Even is het stil. Doodstil. Dan begint Von Küken hysterisch te lachen.
- Je vader, Schmidt? Je vader? ! brult hij. - Maar die moet je juist slaan, Schmidt! Ellendige rotjood! Hij is toch de oorzaak van je ongeluk? ! Sla hem dan. Sla hem dan!
Ik zie hoe mijn zoon langzaam zijn hoofd heen en weer schudt.
Von Küken wordt razend:
- Sla hem, hond die je bent. Sla hem of je zult nu meteen sterven.
Hij trekt zijn pistool en richt op mijn zoon. Het is doodstil. Het hele kamp schijnt zijn adem in te houden. Ik zou Von Küken naar de keel willen vliegen, maar ik zou hem niet op tijd bereiken. Daarvóór zou er een korte droge knal klinken en alles zou zwart worden voor mijn ogen.
- Voor de laatste maal, Schmidt, sist Von Küken. - Je slaat hem of je sterft. Hond.
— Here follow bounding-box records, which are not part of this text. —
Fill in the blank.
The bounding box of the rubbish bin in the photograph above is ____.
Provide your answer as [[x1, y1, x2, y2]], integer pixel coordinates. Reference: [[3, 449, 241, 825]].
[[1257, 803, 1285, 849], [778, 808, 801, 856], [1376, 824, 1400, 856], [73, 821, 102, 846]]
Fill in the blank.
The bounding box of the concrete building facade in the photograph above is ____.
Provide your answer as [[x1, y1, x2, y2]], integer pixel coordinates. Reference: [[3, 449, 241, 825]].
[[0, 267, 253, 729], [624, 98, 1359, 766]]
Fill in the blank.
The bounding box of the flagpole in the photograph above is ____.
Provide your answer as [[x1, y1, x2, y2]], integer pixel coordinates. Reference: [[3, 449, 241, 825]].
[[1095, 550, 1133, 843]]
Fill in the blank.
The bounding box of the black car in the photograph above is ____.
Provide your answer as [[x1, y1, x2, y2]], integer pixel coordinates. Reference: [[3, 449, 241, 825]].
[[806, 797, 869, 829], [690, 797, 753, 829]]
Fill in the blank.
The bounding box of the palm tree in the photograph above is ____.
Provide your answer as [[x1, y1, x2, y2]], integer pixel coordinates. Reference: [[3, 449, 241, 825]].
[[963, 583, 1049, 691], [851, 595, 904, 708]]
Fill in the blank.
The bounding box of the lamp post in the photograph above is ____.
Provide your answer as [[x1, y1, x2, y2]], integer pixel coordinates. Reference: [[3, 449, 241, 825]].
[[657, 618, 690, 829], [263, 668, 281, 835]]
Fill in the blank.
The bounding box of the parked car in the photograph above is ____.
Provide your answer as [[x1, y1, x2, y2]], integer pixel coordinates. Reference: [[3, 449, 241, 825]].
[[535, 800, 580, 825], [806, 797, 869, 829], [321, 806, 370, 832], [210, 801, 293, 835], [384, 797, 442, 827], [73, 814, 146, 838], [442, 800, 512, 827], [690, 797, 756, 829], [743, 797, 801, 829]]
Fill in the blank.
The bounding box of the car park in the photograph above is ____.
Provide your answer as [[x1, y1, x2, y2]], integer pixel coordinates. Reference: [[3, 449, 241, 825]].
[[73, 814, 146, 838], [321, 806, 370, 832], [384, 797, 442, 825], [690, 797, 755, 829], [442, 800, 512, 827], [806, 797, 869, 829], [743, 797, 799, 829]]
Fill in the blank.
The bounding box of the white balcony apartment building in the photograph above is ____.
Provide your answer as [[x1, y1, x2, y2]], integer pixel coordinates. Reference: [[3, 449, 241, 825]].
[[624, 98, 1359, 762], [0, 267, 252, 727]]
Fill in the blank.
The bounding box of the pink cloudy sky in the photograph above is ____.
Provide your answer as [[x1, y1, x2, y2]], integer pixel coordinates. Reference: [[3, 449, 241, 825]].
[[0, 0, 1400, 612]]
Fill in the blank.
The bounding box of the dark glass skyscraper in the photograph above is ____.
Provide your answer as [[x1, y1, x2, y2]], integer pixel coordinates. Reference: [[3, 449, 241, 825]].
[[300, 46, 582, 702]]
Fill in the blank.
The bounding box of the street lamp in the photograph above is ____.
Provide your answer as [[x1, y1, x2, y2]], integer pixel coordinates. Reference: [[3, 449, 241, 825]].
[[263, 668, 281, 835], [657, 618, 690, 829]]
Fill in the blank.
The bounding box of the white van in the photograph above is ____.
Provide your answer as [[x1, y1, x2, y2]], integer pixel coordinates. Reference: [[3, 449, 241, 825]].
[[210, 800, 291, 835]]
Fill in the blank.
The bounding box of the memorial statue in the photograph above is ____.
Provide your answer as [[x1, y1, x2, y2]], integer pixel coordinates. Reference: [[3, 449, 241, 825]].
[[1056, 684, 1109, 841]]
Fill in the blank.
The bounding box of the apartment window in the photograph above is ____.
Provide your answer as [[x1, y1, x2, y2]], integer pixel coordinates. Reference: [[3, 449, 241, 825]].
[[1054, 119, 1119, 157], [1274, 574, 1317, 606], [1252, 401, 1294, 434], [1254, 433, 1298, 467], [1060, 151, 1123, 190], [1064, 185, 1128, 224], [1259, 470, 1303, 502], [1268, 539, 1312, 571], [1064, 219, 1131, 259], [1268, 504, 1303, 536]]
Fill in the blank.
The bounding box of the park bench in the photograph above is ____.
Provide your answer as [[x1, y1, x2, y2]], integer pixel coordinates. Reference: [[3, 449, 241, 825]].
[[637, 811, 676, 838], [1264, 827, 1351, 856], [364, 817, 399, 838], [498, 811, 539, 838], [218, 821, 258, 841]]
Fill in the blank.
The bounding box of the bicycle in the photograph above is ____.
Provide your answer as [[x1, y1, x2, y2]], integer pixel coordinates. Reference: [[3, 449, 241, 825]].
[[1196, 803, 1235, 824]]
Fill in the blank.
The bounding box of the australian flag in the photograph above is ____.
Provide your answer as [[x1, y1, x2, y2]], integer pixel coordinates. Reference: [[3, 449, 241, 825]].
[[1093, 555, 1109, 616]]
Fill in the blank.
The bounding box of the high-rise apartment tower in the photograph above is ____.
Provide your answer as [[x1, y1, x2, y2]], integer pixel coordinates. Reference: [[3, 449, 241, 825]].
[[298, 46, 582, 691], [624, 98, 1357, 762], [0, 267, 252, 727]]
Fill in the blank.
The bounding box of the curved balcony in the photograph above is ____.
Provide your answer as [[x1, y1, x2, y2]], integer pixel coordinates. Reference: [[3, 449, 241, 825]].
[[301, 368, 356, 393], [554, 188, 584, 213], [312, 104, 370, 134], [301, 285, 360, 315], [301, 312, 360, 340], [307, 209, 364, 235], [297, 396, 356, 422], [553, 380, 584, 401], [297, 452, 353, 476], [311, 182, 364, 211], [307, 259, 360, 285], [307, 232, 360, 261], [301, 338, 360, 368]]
Even zie ik beweging in de arm met de knuppel, dan hangt hij weer slap neer.
- Goed, zoals je wilt.
Mijn zoon schreeuwt. Zijn ogen puilen uit van angst. Dan klinkt er een korte droge knal. Het schreeuwen breekt abrupt af. Nog even blijft hij staan. Dan zakt hij met een zucht op de grond. Ik probeer hem op te vangen, maar iemand trapt mijn handen weg.
- Doorgaan, roept Von Küken en loopt weer naar zijn plaats aan de andere kant van de vijver.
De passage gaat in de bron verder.